So not only will the Loser Community enjoy its 22nd annual Flushies
awards banquet (in potluck form) and songfest safe from the elements,
Robin says we can go into her barn — or even drive to it — and pet the
goats, chickens and various other fauna at RK acres, her little farm in
Lothian, Md., in Anne Arundel County. She just suggests that you not
wear your best shoes — and that when you take them off when you come
into the house, you might not want to be wearing your most holey socks.
If you care.
The Diallos — Robin is a 15-time Loser and notable prize-donor — are
welcoming some 60 of us for the entire afternoon, from noon to about 6,
so that we can take time after the structured festivities and lunch to
tour the grounds and commune with the horses, llama, sheep, peacocks and
sundry other fauna. And of course there’s always a chance that sunshine
could make an unscheduled appearance. (Well, that would be a 1-in-10
chance.)
Meanwhile, I’ve just printed out 55 copies of each of three
custom-written song parodies — actually two parodies and a poem — that
were written by Loser Extraordinaire Nan Reiner with contributions from
other LEs as well. They are fabulous. And emcee Kyle Hendrickson has
prepared a second edition of his Loser Jeopardy game, which he debuted
at last year’s Flushies, at Danielle Nowlin’s house in Virginia.
I’m delighted to report that the Loser of the Year, the Rookie of the
Year and possibly some Other Things of the Year will be in attendance to
be showered with honors as well as with precipitation, as will our
newest Hall of Fame member, Jeff Contompasis, and Double Haller Brendan
Beary. Nan is coming up from Florida just for the Flushies and Sunday’s
Washington Post Hunt, while Matt Monitto is coming down from Connecticut
for same. And as usual there will be lots of veteran Losers as well as
some who’ll be joining us for the first time. And Mae Scanlan will be
our keyboardist.
The presentations, songs, Jeopardy, Empress-heckling, etc., will start
around 2 p.m. and run for an hour or so. Before that we’ll schmooze and
eat, and afterward we’ll do more of the same.
While we hit the 60-person mark in RSVPs earlier this week, there were
some late cancellations, and so /*it’s not too late to decide to come *
/and to tell Flushies Pooh-Bah Elden Carnahan. (elden.carnahan (at)
gmail (dot) com.) He’s asking each of us to pony (hahaha) up a big $5 to
cover miscellaneous expenses; you can pay him at the event.
I’ve also promised Door Prize Queen Pie Snelson that I will be bringing
ten (10) pieces of miscellaneous crap to be wrapped up and “awarded.”
And I just may, finally, regift to Robin the amazing carved-wood ashtray
she sent me as a possible Invite prize (not EVER) from the Philippines,
featuring a carved-wood life-size erect phallus.

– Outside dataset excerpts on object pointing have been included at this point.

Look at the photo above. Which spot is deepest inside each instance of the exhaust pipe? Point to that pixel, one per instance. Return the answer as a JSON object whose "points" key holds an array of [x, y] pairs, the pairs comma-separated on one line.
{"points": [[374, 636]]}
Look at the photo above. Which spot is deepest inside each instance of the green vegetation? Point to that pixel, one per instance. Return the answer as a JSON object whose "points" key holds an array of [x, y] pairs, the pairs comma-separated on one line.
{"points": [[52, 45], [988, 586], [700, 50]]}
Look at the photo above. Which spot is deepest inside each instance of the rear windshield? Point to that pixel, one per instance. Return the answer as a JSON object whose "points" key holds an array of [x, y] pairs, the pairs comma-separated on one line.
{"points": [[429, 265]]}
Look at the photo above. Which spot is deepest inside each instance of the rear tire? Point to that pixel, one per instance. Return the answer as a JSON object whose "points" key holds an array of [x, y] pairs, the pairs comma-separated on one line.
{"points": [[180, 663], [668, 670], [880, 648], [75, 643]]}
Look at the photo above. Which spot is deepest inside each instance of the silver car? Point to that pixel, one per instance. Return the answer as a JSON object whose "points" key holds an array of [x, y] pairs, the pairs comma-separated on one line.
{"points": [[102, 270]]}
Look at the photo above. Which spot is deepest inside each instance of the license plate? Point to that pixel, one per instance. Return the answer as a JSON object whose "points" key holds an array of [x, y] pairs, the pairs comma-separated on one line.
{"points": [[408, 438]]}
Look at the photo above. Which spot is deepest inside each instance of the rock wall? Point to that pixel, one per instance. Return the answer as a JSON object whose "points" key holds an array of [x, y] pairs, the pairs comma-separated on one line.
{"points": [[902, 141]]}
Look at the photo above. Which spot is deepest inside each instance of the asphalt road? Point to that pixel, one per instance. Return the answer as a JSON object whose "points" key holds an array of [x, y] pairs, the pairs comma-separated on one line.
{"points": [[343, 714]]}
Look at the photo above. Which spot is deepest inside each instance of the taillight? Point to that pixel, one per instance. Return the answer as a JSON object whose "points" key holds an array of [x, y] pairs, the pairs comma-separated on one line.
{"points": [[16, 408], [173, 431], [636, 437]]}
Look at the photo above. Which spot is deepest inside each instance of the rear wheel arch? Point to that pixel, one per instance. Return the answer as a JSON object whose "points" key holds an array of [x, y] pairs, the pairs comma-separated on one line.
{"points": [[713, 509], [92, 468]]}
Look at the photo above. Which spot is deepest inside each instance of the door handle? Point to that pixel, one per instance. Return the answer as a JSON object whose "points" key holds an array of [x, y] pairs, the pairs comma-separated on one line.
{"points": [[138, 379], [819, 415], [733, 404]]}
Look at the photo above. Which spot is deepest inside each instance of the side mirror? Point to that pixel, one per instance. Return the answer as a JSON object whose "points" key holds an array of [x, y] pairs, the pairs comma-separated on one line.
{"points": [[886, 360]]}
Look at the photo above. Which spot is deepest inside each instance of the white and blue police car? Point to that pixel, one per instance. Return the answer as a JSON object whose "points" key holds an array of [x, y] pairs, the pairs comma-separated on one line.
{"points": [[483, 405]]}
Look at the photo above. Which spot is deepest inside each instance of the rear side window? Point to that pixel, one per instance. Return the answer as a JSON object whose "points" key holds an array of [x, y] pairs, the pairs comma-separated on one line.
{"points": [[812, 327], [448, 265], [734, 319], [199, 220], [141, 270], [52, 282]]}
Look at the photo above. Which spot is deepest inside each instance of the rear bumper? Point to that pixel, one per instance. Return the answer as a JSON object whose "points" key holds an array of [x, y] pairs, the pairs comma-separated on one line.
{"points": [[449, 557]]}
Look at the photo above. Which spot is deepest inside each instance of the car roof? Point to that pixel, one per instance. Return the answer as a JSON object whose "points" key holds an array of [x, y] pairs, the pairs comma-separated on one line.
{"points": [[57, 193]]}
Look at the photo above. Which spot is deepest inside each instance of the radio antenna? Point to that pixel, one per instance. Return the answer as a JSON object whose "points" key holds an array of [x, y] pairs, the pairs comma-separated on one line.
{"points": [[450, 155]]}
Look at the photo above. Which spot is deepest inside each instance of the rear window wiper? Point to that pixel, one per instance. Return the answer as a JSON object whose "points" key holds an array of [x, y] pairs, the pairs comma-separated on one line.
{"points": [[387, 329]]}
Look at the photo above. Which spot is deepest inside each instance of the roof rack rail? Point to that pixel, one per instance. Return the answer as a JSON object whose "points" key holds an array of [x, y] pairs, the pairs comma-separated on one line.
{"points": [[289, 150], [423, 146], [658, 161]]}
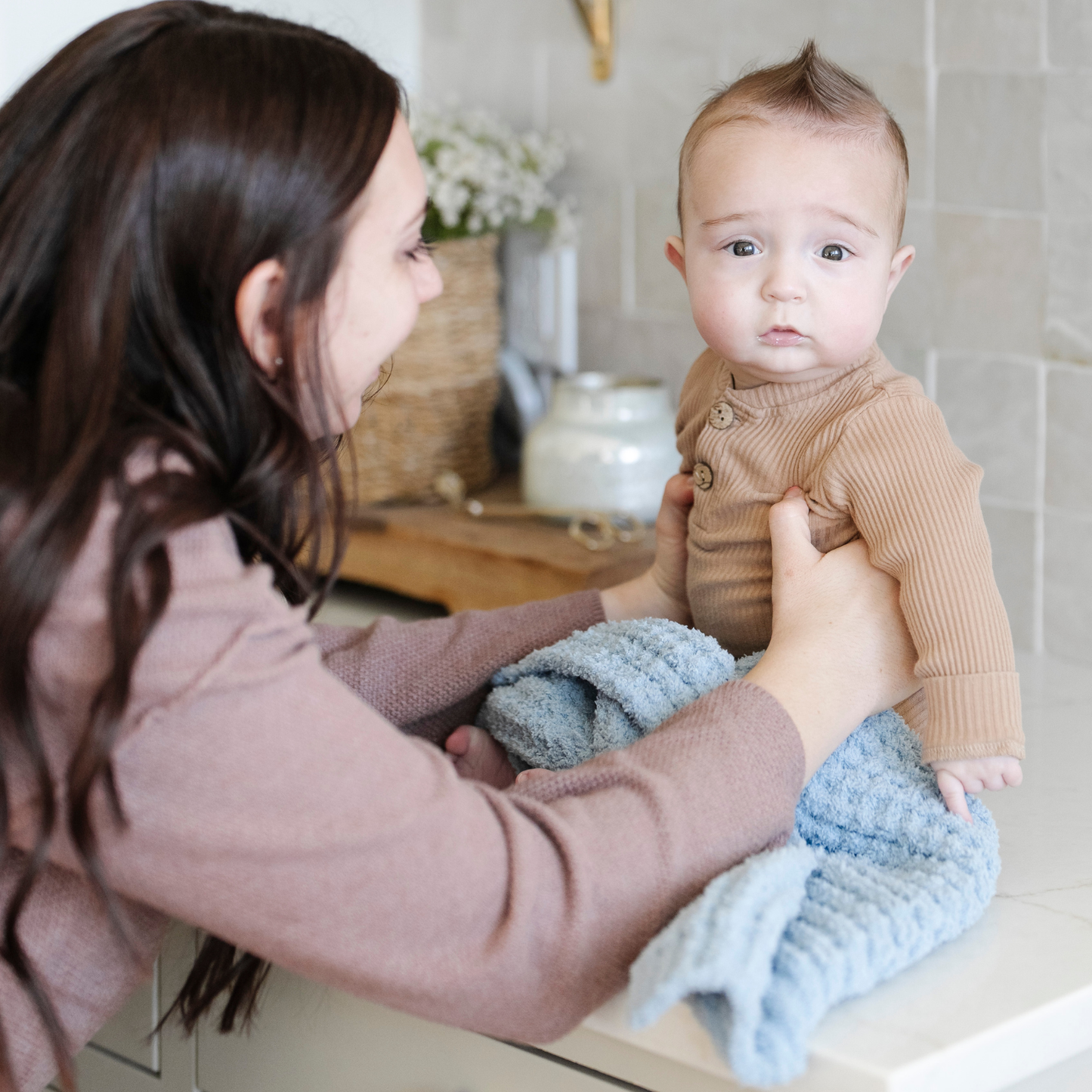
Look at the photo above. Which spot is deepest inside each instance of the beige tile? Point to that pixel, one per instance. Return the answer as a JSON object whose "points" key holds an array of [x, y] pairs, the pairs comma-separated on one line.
{"points": [[439, 19], [592, 115], [600, 253], [991, 410], [989, 284], [1069, 291], [1069, 144], [698, 23], [490, 76], [910, 362], [989, 140], [1013, 540], [1003, 34], [1067, 599], [908, 324], [901, 88], [667, 88], [659, 284], [635, 345], [1069, 441], [1069, 33], [483, 21], [849, 32]]}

The Philippines was just one of the many places around the world from
which Robin has sent us prizes: As a State Department diplomat, she’s
reported to us from Malawi (the famous mcedo penis cap), Senegal, New
Delhi and Kabul. And be sure, at the Flushies, to wish her well on her
next posting, this fall: She’ll be the public affairs officer in
Baghdad. For a year. For the second time.

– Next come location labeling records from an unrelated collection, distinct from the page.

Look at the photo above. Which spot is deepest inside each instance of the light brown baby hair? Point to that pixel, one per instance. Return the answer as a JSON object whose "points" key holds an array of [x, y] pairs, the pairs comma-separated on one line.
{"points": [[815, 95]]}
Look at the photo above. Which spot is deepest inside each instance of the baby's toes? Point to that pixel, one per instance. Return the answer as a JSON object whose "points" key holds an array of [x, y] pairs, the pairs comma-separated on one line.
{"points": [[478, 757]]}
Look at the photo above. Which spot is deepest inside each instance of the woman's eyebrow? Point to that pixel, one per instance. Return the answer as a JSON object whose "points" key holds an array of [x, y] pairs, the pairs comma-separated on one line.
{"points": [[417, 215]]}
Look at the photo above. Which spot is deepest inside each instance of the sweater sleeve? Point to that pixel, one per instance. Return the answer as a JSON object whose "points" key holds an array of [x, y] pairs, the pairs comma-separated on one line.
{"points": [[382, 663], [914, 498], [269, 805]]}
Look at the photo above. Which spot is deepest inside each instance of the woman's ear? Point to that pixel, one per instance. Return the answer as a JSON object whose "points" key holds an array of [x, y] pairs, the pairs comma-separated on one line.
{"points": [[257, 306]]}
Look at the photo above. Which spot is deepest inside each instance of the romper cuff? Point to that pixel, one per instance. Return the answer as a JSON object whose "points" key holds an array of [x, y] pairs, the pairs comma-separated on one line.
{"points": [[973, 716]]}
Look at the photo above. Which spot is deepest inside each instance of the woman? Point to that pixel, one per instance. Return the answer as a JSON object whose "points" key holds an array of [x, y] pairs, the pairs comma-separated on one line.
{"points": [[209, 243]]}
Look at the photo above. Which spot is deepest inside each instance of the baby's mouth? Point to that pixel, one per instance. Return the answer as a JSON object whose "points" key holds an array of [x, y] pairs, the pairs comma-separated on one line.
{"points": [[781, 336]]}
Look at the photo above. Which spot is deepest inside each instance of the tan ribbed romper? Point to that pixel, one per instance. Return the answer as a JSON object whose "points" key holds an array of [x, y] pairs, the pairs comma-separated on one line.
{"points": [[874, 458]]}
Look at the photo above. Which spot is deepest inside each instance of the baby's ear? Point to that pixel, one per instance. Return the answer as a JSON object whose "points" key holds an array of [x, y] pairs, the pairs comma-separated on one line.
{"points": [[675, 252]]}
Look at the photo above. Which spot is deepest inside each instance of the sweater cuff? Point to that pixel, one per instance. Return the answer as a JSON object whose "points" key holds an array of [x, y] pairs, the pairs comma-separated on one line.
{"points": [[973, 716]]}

*EXTENDED DEADLINE FOR YOUR DEAD LINES*
Once in a while I remember that there’s a holiday a couple of Mondays
from now and I’ll give you an extra day to file entries. It’s more of a
tradition, though, than a necessity: Back in the early days of the
Invite — we started in 1993 — a lot of people needed to get back to the
office fax machine to send us their entries.
John Hutchins, who’s one of those people who show up and immediately
start blotting up ink after ink — his first ink was for Week 1162, then
Week 1165, and then at least once in six of the seven weeks since —
displayed his acute Invite affliction when he suggested, in rapid
succession, three different contest ideas, all of which show promise.
This one, Week 1176, should allow for a
variety of good joke-writing; I’m optimistic that the results will be
perfectly lively.
*THE NEW ENTRY SYSTEM — REALLY, IT’LL BE FINE *
Last week the Invite shuffled into the 21st century with a Web-based
entry submission system, rather than the old e-mails. And after
tinkering with a few things, I can report that it seems to be going well.
Some things we discovered after posting the debut contest for this, Week
1175 :
-- The URL (Web address) we gave in the print edition was hard for some
people to read; one person wrote to me that subpl.at/invite1175 looked
exactly like subpl.at/Invite1175 (capitalization matters in these
abbreviated URLs) and he couldn’t get it to work until his wife noticed
the dot over the i. So from here on in, it’ll be subpl.at/INVITE1176 etc.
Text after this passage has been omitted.